The organization we worked with chose to adopt Scrum as a project management methodology and educate its teams and management in agile development, in addition to keeping a significant focus on architecture.

The typical high-risk nature of architecture and quality attribute areas, as shown in Figure 1, were also issues. In order to ensure that key architectural evolution decisions, risks, and high- priority quality attributes were managed in concert with agile development, we conducted incremental architecture evaluations with the organization, which we describe next.

Incremental Architecture Evaluations

The goal of focusing on architectural evaluation as part of the modernization and agile adoption activities was (1) to identify architectural risks and risk themes of the “as-is” system as well as in migrating the “as-is” system to the target architecture, and (2) to provide actionable recommendations to address the risks themes. The evaluation method was based heavily on the Architecture Tradeoff Analysis Method® (ATAM®) and its principles, but due to constraints, was conducted incrementally [6].

The constraints on the evaluation were twofold. First, the availability of stakeholders and the architects’ time to participate in the evaluations was limited to a small number of hours per week. The architects were available for eight hours per week, total. Specific stakeholder’s availability was limited to fewer than four hours per week per stakeholder. Second, the documentation for software architecture was inadequate to perform the architecture evaluation per ATAM’s criteria. However, we decided to proceed with the evaluation based on the architects’ knowledge and to use whatever relevant, useful documentation was available, acknowledging the associated risks of proceeding with the evaluation. This approach enabled us to test an evaluation approach that could also be incorporated seamlessly with other development activities in agile development planning, for example, Scrum sprint and release activities.

Architecture Evaluation Kick-off

It can be challenging to identify the architectural mismatches and impediments to migration from the “as-is” system to the target architecture. This task becomes much more difficult when architecture documentation is lacking.

The evaluation began with a kick-off meeting with the evaluation team, the program office, and the architects. The evaluation team presented the evaluation approach, the program office presented the business drivers, and the architects presented the architecture overview. Despite insufficient architecture documentation, the participants decided to proceed with the evaluation, using the architects’ knowledge and any acceptable, relevant documentation that was available. During the architecture evaluation sessions, the scribe would capture any undocumented architecture approaches in the analysis template as the architects described them.

The participants agreed that there would be a series of incremental architecture evaluation sessions on a weekly basis. A notional schedule was developed, starting with mission thread and scenario generation, to be finished within two weeks. Once the mission threads and all of the high-priority scenarios were identified and agreed upon, the schedule for the weekly architecture evaluation sessions would be developed and vetted. The participants also agreed that the evaluation schedule would be flexible and adaptable based on the evaluation progress made on a weekly basis.

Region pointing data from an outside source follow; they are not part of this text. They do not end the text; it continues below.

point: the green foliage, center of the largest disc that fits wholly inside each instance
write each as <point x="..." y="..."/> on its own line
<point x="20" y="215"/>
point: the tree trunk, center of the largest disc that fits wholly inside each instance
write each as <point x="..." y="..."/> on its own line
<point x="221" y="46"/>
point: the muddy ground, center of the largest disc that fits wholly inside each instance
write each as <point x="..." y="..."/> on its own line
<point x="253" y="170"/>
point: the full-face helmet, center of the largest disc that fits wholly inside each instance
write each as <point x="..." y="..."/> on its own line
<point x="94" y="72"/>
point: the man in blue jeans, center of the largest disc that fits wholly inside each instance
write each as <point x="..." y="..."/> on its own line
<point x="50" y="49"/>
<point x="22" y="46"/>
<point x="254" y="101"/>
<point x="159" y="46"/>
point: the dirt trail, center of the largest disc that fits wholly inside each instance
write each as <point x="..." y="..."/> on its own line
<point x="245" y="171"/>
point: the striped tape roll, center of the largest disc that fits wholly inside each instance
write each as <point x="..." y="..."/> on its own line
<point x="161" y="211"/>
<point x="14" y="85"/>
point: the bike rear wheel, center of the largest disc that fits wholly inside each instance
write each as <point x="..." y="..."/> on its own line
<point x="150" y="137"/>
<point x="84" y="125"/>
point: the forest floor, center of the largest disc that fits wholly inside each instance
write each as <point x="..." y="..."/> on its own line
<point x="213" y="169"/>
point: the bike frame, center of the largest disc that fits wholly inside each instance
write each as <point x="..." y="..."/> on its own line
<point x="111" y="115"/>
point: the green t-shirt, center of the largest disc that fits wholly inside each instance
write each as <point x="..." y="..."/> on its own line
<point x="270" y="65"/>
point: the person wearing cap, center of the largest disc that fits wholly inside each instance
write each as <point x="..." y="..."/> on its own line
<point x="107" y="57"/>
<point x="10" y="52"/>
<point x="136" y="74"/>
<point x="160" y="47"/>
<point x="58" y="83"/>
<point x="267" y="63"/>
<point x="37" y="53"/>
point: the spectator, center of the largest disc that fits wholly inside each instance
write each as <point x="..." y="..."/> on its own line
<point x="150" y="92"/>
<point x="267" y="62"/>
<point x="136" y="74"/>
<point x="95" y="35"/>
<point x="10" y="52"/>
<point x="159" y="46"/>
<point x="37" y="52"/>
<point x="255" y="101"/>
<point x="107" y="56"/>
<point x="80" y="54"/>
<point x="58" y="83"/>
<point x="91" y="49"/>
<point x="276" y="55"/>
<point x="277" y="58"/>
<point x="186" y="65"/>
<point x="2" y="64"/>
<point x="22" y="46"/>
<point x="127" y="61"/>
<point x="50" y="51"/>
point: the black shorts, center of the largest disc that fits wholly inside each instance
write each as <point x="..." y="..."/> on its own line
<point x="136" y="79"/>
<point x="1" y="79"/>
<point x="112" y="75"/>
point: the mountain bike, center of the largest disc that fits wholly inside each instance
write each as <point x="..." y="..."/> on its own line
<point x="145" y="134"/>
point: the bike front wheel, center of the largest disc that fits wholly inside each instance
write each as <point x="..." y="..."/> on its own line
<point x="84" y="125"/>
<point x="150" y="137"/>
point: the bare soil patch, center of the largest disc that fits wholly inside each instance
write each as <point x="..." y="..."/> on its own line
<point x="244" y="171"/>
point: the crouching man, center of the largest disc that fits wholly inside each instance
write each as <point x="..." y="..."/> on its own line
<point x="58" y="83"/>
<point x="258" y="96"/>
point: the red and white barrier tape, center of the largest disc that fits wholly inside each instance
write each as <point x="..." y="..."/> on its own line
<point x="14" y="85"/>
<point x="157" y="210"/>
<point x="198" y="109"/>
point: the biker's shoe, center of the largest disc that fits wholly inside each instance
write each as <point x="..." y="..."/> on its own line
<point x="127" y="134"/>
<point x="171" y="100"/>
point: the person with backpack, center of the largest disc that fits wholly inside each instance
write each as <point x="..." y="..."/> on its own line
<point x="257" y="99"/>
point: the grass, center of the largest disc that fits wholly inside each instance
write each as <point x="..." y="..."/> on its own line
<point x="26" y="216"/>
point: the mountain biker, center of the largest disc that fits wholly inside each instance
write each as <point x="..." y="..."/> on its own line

Mission Thread and Scenario Generation

The operational end-to-end mission threads were developed by meeting with the operational system manager and technical lead and documenting the most critical threads, using the Mission Thread template for end-to-end mission threads. Table 1 shows a mission thread example, where Table 1(a) shows a summary of the mission thread, including the summary description, and Table 1(b) decomposes the thread into possible steps, with engineering considerations that impact system and software architecture decisions. Table 1(c) specifies the over-arching quality attributes for the mission thread, with engineering considerations that impact the system and software architecture decisions.

Four unique operational mission threads were identified and developed with the operational manager and technical lead and vetted with the system stakeholders. The mission threads established the end-to-end operational context for the evaluation and identified end-to-end quality attribute considerations to be evaluated. This was accomplished in a series of three two-hour meetings with the evaluation team, operational manager, and technical lead in the first week of the evaluation.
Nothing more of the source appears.